Avion de combat ou hélicoptères, l’Europe doit choisir
(BRUXELLES2) Alors que les principales lacunes budgétaires se concentrent dans le transport, tactique et stratégique, les différents pays européens continuent d'investir massivement dans une aviation de combat, pour des quantités qui semblent démesurées sur un territoire géographique limité. On dénombre ainsi près de 3.000 avions de combat dans les armées européennes, dont 1500 pleinement opérationnels. Et les plans de renouvellement prévus laissent indiquer que les armées européennes ne renonceront pas facilement à cet outil.
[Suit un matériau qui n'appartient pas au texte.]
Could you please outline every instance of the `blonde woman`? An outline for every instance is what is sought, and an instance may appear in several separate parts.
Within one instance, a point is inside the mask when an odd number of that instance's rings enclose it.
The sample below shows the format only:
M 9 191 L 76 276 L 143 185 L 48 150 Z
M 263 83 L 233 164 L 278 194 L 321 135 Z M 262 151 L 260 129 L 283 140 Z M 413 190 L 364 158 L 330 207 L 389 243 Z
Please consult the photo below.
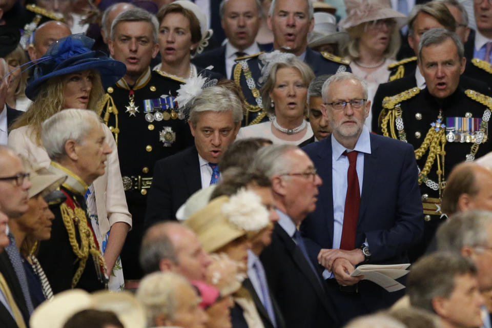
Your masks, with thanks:
M 54 43 L 40 60 L 33 80 L 26 88 L 26 95 L 33 103 L 11 127 L 9 145 L 40 165 L 50 162 L 40 139 L 41 126 L 47 118 L 67 108 L 97 108 L 96 104 L 108 87 L 124 75 L 125 64 L 92 51 L 94 40 L 81 34 L 63 38 Z M 42 58 L 42 59 L 43 58 Z M 123 285 L 118 256 L 127 234 L 131 227 L 119 171 L 116 145 L 106 126 L 106 139 L 112 152 L 108 157 L 104 175 L 89 187 L 87 205 L 91 222 L 113 279 L 110 288 Z M 115 271 L 112 272 L 113 268 Z

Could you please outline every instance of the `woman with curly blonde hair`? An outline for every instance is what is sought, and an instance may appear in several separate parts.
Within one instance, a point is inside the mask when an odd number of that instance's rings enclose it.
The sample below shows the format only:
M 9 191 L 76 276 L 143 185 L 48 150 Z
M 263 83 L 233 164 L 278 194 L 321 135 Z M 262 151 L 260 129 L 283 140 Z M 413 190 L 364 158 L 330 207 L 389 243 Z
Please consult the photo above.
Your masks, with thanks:
M 43 122 L 68 108 L 95 110 L 104 94 L 103 89 L 125 74 L 122 63 L 90 50 L 94 40 L 74 34 L 54 42 L 36 64 L 34 79 L 26 88 L 33 100 L 27 111 L 12 127 L 8 144 L 27 158 L 48 167 L 50 160 L 41 141 Z M 102 123 L 101 123 L 102 124 Z M 88 188 L 87 203 L 98 243 L 111 277 L 110 289 L 119 289 L 123 276 L 118 256 L 131 227 L 116 143 L 106 125 L 106 140 L 112 153 L 108 157 L 104 175 Z M 113 267 L 115 268 L 113 270 Z

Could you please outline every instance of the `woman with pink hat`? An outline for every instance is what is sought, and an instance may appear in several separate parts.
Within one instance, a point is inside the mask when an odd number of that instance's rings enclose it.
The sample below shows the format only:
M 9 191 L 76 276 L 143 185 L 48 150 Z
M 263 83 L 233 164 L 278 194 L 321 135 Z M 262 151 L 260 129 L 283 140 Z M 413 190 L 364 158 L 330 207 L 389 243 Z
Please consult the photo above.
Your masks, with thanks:
M 399 29 L 406 16 L 392 9 L 384 0 L 345 0 L 347 16 L 338 23 L 350 34 L 343 49 L 352 62 L 352 73 L 367 83 L 368 98 L 372 102 L 381 83 L 389 77 L 388 65 L 400 48 Z M 366 119 L 371 129 L 372 114 Z

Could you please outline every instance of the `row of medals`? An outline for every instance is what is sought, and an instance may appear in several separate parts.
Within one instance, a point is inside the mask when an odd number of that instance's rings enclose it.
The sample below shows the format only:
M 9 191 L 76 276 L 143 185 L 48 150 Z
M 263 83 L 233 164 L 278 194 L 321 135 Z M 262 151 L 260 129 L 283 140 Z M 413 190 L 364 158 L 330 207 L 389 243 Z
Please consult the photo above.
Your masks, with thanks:
M 184 118 L 184 115 L 181 112 L 178 113 L 173 110 L 171 110 L 170 113 L 167 111 L 161 112 L 160 111 L 156 111 L 154 113 L 147 113 L 145 114 L 145 120 L 149 123 L 152 123 L 154 120 L 160 121 L 163 119 L 167 121 L 169 120 L 170 118 L 172 118 L 173 119 L 176 119 L 177 118 L 183 119 Z
M 448 142 L 475 142 L 478 132 L 460 132 L 455 130 L 446 131 L 446 138 Z M 487 135 L 483 137 L 482 142 L 487 141 Z

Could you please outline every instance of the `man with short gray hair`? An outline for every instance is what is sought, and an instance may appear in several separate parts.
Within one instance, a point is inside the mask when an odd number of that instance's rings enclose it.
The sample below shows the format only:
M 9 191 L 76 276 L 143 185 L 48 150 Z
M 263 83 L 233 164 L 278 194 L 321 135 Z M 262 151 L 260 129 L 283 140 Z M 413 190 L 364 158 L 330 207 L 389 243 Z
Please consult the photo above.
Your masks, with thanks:
M 227 88 L 207 88 L 196 97 L 188 120 L 195 145 L 155 163 L 147 198 L 147 227 L 175 219 L 189 197 L 217 183 L 218 163 L 235 139 L 242 119 L 242 104 Z
M 55 218 L 51 238 L 40 243 L 37 258 L 54 294 L 103 289 L 106 266 L 84 198 L 88 186 L 104 174 L 112 151 L 102 124 L 93 111 L 66 109 L 45 121 L 42 129 L 43 145 L 52 160 L 48 170 L 68 177 L 60 187 L 67 199 L 51 209 Z
M 463 86 L 466 59 L 458 35 L 445 29 L 429 30 L 420 39 L 418 54 L 426 88 L 392 96 L 379 115 L 379 130 L 415 151 L 425 228 L 422 243 L 412 250 L 412 260 L 425 252 L 443 221 L 441 202 L 449 172 L 460 162 L 492 150 L 490 108 L 483 105 L 490 98 Z M 430 140 L 432 146 L 427 144 Z
M 190 280 L 205 280 L 210 257 L 192 230 L 176 222 L 159 222 L 145 233 L 140 263 L 146 274 L 172 271 Z
M 222 0 L 219 8 L 227 42 L 198 55 L 193 61 L 200 67 L 212 65 L 212 71 L 232 79 L 232 68 L 237 58 L 270 49 L 255 41 L 261 17 L 259 0 Z
M 363 263 L 408 263 L 407 252 L 421 236 L 422 210 L 412 147 L 364 124 L 371 107 L 365 81 L 339 73 L 324 83 L 322 95 L 331 136 L 303 150 L 324 182 L 300 230 L 343 323 L 401 296 L 350 274 Z
M 406 292 L 413 306 L 436 313 L 446 328 L 482 326 L 477 268 L 459 254 L 436 253 L 412 266 Z

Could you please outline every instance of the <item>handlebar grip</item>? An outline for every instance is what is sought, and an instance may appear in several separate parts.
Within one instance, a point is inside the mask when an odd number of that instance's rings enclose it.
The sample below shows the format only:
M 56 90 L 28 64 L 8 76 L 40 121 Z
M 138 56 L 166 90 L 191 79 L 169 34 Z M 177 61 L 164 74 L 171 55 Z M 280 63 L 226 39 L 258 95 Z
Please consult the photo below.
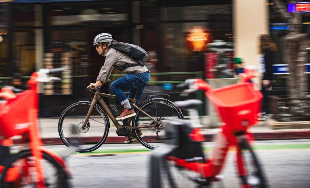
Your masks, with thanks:
M 48 69 L 49 71 L 48 73 L 49 74 L 58 74 L 62 72 L 66 69 L 63 68 L 49 69 Z

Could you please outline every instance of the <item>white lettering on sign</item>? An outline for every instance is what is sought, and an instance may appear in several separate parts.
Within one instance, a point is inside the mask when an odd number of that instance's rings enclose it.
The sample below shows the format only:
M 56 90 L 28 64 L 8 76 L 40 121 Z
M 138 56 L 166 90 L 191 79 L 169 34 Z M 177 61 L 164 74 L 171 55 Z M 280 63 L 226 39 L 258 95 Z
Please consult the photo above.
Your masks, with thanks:
M 289 68 L 279 67 L 278 68 L 278 70 L 279 71 L 289 71 Z
M 31 124 L 30 122 L 24 123 L 19 123 L 15 125 L 15 129 L 23 129 L 28 127 Z

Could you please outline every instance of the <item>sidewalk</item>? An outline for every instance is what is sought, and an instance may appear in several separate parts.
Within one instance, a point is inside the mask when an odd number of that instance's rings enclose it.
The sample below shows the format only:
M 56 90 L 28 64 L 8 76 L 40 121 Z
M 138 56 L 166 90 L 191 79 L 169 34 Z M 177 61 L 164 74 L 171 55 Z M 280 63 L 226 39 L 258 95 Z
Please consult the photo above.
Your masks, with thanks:
M 57 118 L 40 118 L 39 120 L 41 136 L 44 145 L 62 145 L 58 132 Z M 252 133 L 256 140 L 270 140 L 277 139 L 310 138 L 310 127 L 308 129 L 273 129 L 267 126 L 266 121 L 259 122 L 256 125 L 249 129 L 249 132 Z M 111 125 L 113 123 L 110 122 Z M 125 137 L 118 136 L 115 131 L 116 128 L 111 126 L 109 131 L 108 138 L 105 143 L 122 143 L 126 139 Z M 206 141 L 211 141 L 213 138 L 220 130 L 219 129 L 203 129 L 202 133 Z M 98 132 L 100 132 L 100 131 Z M 145 136 L 148 136 L 148 131 L 144 132 Z M 99 135 L 87 137 L 87 141 L 91 142 L 92 140 Z M 19 137 L 13 138 L 14 143 L 18 144 L 20 141 Z M 84 140 L 84 139 L 83 139 Z M 87 142 L 86 140 L 84 141 Z

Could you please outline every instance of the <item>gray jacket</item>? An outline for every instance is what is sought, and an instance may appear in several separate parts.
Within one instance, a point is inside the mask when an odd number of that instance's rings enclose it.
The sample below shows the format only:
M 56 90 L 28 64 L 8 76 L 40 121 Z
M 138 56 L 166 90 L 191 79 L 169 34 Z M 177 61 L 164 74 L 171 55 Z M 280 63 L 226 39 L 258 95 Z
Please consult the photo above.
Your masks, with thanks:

Résultat alors que la fonction "mobilité-projection" est conçue comme une priorité pour des forces modernes, elle en est aujourd'hui le parent pauvre...
La crise offre une opportunité de faire un aggiornamento en matière aéronautique et d'opérer une réorganisation à la fois de l'aviation de combat et de donner davantage de priorités aux forces de projection (avions de transport, hélicoptères), ce qui est davantage en phase avec le futur concept stratégique de l'OTAN (1) comme avec les objectifs de l'UE, missions dites de Petersberg telles qu'élargies par le Traité de Lisbonne.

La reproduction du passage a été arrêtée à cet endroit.